The hydrocarbon-bearing property of a reservoir is a crucial index for its evaluation. Although various evaluation methods based on well-logging data can reasonably interpret the hydrocarbon-bearing property of most reservoirs, these methods often exhibit significant randomness and ambiguity. This is due to various external influences, making it challenging to quickly and accurately evaluate the hydrocarbon-bearing property of a reservoir. To address this issue, this study investigates the identification of hydrocarbon-bearing properties in reservoirs based on well-logging data and machine learning techniques. Initially, 1731 sets of well-logging data with hydrocarbon-bearing property identification result labels from 356 wells in the Shahejie Formation of the Bohai Bay Basin’s Qikou Sag were collected. The distribution of different hydrocarbon-bearing property categories was analyzed on three types of well-logging data: gas logging, quantitative fluorescence logging, and Rock-Eval pyrolysis. Subsequently, seven model inputs were formed by combining these three types of well-logging data, and their performance was evaluated in combination with three machine learning techniques: K-nearest neighbor, random forest, and artificial neural networks. The influence of different inputs and models on classification performance was compared. Lastly, the importance of each input feature was analyzed.

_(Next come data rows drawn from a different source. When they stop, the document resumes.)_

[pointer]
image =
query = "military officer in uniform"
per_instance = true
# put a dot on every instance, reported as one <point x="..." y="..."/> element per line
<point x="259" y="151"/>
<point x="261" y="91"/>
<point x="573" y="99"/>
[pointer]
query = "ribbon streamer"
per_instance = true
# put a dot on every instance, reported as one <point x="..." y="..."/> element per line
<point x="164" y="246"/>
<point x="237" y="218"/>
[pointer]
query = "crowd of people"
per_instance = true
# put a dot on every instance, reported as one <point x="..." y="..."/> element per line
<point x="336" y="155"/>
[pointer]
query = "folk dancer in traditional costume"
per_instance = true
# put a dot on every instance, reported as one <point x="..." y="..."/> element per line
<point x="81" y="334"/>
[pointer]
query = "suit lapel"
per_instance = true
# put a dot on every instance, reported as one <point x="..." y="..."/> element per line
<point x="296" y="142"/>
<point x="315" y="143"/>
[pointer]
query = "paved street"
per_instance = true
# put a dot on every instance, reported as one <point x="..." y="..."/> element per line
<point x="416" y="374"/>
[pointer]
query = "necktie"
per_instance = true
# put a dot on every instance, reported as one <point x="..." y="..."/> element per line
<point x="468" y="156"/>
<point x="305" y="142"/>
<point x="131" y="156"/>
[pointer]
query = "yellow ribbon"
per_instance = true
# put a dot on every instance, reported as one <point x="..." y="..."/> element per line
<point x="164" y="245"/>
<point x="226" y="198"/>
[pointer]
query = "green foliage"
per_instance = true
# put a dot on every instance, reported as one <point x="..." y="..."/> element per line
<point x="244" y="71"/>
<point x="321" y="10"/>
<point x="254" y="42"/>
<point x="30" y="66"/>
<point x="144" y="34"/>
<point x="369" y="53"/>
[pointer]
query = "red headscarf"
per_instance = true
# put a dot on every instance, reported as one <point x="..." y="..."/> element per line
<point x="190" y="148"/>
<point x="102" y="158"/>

The results showed that the combination of quantitative fluorescence logging and Rock-Eval pyrolysis as inputs with the random forest model could achieve the best classification performance, with a macro F1 score of 95.36%. This suggests that this method has sufficient precision for the identification of hydrocarbon-bearing property categories in formations, providing a more efficient classification method for the hydrocarbon-bearing property of reservoirs compared to manual identification.